ICD-10 transition still on track.
President Barak Obama signed into law the Medicare Access and CHIP Reauthorization Act on April 16, bringing a huge respite to all healthcare providers who suffered a constant sense of crisis each year. Physicians finally have a permanent fix to the Sustainable Growth Rate methodology that would have led to a 21-percent cut to physician payment rates this year.
Background: Since 2003, each year physicians have faced a massive cut in their Medicare reimbursement and have relied on Congress to prevent these cuts — something that has occurred 17 times between 2003 and 2014.
Doc Increases Kick in July 1
So now that the SGR formula is out, how will docs get paid? The Medicare and CHIP Reauthorization Act gives 0.5 percent annual boosts to their Medicare pay for five years starting in July, after which practitioners will get bonuses based on quality of care rather than the number of procedures administered. As for their current payments, they’ll continue to collect based on the rates that were in effect from Jan. 1 through March 31, giving MACs and practices time to prepare their systems for the new payment formulas that will kick in on July 1.
The Act introduces a new system called the Merit-Based Incentive Payment System (MIPS) for physicians. MIPS will replace the current value based modifier and PQRS programs, but not just yet.
“The MIPS shall apply to payments for items and services furnished on or after January 1, 2019,” the bill reads. MIPS will use four performance categories in determining docs’ composite performance score: quality, resource use, clinical practice improvement activities, and meaningful use of certified EHR technology.
In the meantime, Medicare will process some of physicians’ claims at the reduced rate that was set to take effect April 1, it notes in its message.
But “the MACs will automatically reprocess claims paid at the reduced rate with the new payment rate,” CMS explains.
Cuts for Home Health, Hospice
The bill contained a 2018 payment update reduction for both home health agencies and hospices, as well as a $50,000 surety bond requirement for HHAs. The payment update would be limited to 1 percent in 2018, and the surety bond would have a minimum $50,000 amount — and the amount would increase corresponding to a home health agency’s revenues.
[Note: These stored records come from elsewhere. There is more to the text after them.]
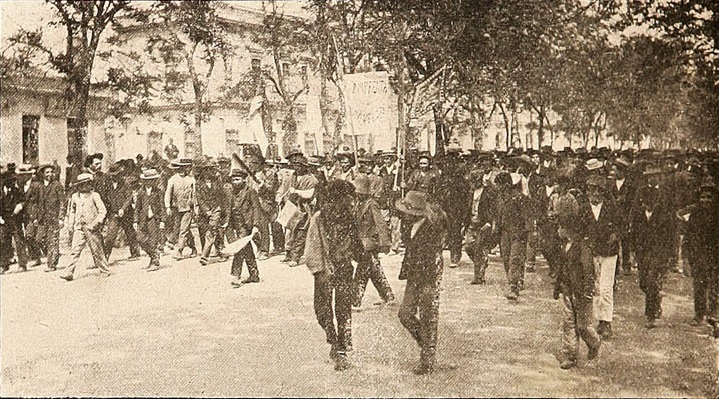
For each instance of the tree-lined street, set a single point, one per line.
(183, 331)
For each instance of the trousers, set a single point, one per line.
(576, 323)
(419, 311)
(514, 250)
(370, 268)
(651, 277)
(339, 335)
(92, 239)
(605, 268)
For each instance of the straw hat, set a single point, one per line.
(414, 203)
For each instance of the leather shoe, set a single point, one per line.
(594, 351)
(567, 364)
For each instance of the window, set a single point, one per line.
(75, 140)
(303, 73)
(286, 69)
(256, 64)
(30, 139)
(232, 140)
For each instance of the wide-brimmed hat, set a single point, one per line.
(653, 170)
(238, 173)
(414, 203)
(83, 178)
(181, 162)
(25, 169)
(362, 184)
(593, 164)
(597, 181)
(622, 161)
(149, 174)
(41, 168)
(91, 157)
(114, 169)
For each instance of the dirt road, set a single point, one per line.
(183, 331)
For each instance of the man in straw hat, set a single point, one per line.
(332, 244)
(12, 201)
(604, 227)
(149, 217)
(51, 211)
(422, 268)
(179, 203)
(375, 237)
(86, 212)
(653, 236)
(575, 282)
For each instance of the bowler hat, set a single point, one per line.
(594, 164)
(83, 178)
(25, 169)
(181, 162)
(597, 181)
(91, 157)
(149, 174)
(414, 203)
(361, 183)
(238, 173)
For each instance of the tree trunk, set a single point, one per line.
(439, 131)
(507, 126)
(540, 130)
(197, 131)
(325, 110)
(289, 129)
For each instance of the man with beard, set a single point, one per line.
(179, 202)
(424, 178)
(51, 212)
(11, 222)
(86, 213)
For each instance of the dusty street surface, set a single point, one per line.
(183, 331)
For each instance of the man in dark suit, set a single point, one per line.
(149, 217)
(603, 228)
(481, 235)
(118, 198)
(623, 190)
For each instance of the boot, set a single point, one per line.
(427, 362)
(342, 362)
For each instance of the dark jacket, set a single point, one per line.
(701, 236)
(654, 236)
(155, 201)
(371, 227)
(575, 271)
(599, 231)
(52, 203)
(423, 254)
(244, 211)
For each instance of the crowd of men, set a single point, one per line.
(591, 214)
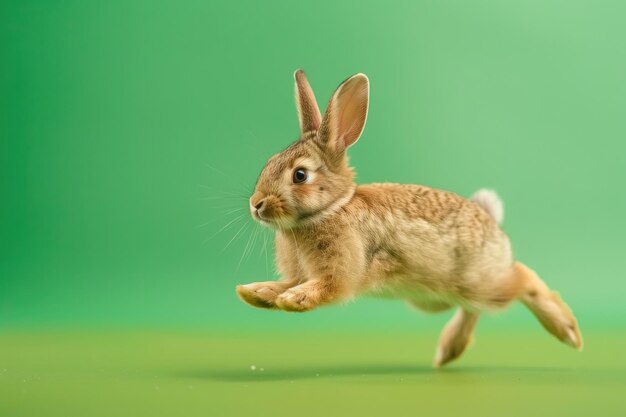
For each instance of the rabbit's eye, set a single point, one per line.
(299, 176)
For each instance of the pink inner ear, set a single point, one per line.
(352, 102)
(308, 111)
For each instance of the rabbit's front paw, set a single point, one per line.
(261, 294)
(297, 300)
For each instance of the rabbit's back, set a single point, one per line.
(419, 242)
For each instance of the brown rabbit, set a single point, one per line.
(336, 240)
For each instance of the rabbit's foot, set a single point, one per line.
(298, 299)
(260, 294)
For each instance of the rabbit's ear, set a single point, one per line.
(346, 113)
(308, 112)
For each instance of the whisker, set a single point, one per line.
(236, 219)
(234, 237)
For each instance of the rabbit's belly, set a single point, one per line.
(413, 289)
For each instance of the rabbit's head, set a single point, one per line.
(311, 178)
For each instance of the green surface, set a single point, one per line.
(131, 135)
(320, 374)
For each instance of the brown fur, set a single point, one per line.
(336, 240)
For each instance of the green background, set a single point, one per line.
(131, 135)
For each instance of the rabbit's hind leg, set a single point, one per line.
(455, 337)
(555, 316)
(263, 294)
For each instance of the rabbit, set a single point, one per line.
(336, 240)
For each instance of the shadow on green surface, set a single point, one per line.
(367, 370)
HHAs had hoped to get the surety bond provision bumped from the version of the doc fix bill the Senate passed, but on April 14 the legislative body ended up passing legislation identical to the House’s version. Senators did not want to delay the bill, allowing the physician pay cut to kick in. If the Senate passed a different version, it would have to go back to the House to work out differences.
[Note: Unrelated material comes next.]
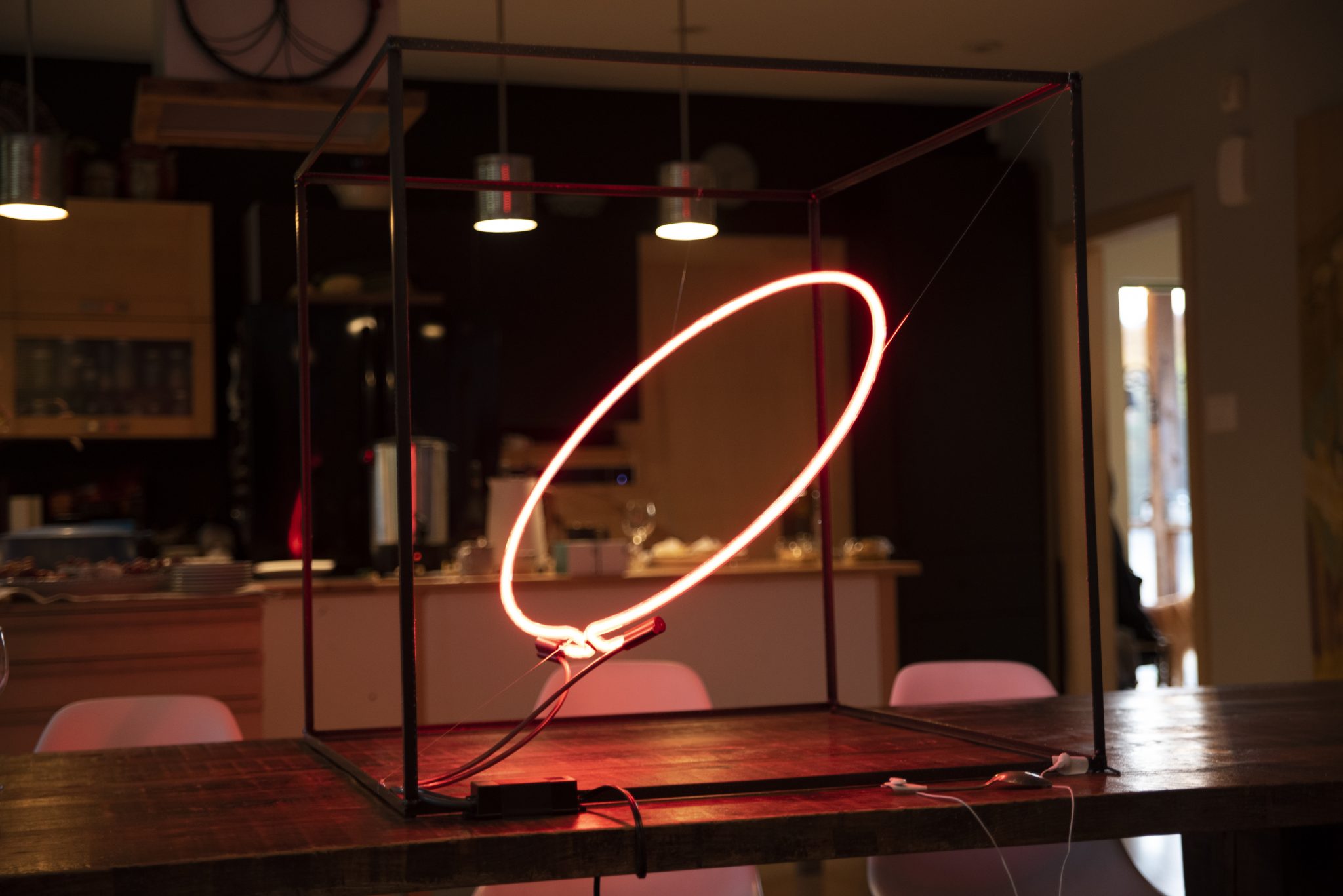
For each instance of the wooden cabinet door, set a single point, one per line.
(110, 258)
The bill faced opposition, perhaps most notably from fiscal conservatives who weren’t pleased that about $140 billion of the bill’s $200 billion-plus cost wasn’t paid for. But it still passed overwhelmingly in both chambers.
Ahead: Prior to the Senate’s vote, the National Association for Home Care & Hospice (NAHC) noted that it expects Congress to work on more Medicare legislation this year. That may provide a vehicle for repealing the surety bond requirement, as well as securing desired face-to-face physician encounter changes.
No Delay To ICD-10 Implementation
Although some providers were expecting legislators to include language that would push ICD-10 implementation back another year, there was no ICD-10 delay included in the bill. Therefore, providers are still fully on track to implement the new diagnosis coding system in October.
One of the few bill amendments senators voted on included an end to therapy caps, but that amendment was rejected. Thus, physical, occupational, and speech therapists will continue to face reimbursement caps for their outpatient Part B services.
Exceptions to therapy caps were approved in the bill, however, notes the Centers for Medicare & Medicaid Services (CMS) in an announcement about the legislation.
The cost of the new Medicare payment plan reportedly amounts to more than $200 billion over the next decade, and some of that cost will be passed on to higher-earning Medicare beneficiaries with increased cost-sharing.